The Wall Street Journal recently reported that a bronze statue just sold at Sotheby’s auction for $104.3 million. “It must be an ancient relic,” I said. Nope – it was cast in 1960. “It must be by Leonardo da Vinci,” my colleague said. Nope – it was created by Alberto Giocometti. “The person who would spend $104.3 million on that must have a lot of other money,” another colleague said. Yes, probably.
Meanwhile, jobless claims moved higher. The four-week moving average of new jobless claims ticked up from 456,000 to 468,000. The unemployment rate is a lagging indicator of the near-term direction of the economy, but the initial jobless claims report is a leading indicator. Some fear that the economy will “double dip,” meaning, take another leg down before a sustained recovery.
Though having higher jobless claims is certainly not good, other leading indicators are pointing to the economic recovery. The Conference Board measures an index of 10 leading indicators such as yield spread (the difference between the overnight bank lending rate and the 10-year Treasury), building permits, and the stock market. The Conference Board recently reported that the index of leading indicators jumped 1.1% in December. This is on the heels of a 1% increase in November.

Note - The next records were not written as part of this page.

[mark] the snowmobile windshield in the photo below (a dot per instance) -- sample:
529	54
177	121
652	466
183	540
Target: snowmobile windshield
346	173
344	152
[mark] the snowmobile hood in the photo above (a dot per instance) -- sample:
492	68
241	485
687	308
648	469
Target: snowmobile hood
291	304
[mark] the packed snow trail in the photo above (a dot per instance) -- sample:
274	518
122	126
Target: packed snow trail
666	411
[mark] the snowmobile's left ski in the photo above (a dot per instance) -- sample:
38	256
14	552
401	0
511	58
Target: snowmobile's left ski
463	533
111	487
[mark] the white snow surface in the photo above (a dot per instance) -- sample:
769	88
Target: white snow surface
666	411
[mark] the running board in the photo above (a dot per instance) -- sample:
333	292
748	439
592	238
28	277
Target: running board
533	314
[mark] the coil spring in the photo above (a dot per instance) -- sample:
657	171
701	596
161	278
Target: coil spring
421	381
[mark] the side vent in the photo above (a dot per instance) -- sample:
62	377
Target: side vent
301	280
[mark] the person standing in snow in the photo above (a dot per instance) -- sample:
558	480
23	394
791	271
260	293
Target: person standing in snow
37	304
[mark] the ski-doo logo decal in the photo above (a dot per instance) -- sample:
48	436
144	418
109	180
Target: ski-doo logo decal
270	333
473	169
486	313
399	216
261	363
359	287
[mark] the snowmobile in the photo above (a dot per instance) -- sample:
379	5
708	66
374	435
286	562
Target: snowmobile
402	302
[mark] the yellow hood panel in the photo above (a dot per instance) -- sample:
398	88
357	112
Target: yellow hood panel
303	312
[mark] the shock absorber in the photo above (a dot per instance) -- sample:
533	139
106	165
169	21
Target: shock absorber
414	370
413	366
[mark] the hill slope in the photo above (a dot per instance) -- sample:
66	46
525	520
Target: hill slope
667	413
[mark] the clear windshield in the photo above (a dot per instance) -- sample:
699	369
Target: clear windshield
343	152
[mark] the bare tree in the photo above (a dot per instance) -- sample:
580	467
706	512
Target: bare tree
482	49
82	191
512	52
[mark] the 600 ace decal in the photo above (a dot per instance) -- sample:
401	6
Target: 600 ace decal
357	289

We take this as a good show of economic recovery (not to mention the recent report of 2009 4th quarter GDP of 5.7 %!). Joblessness is painful to those experiencing it. You can’t write off this reality because of other improving leading indicators. However, the economy has to improve before job growth can resume. In the mean time, we will save our cash and hold off on that $104 million dollar statue purchase.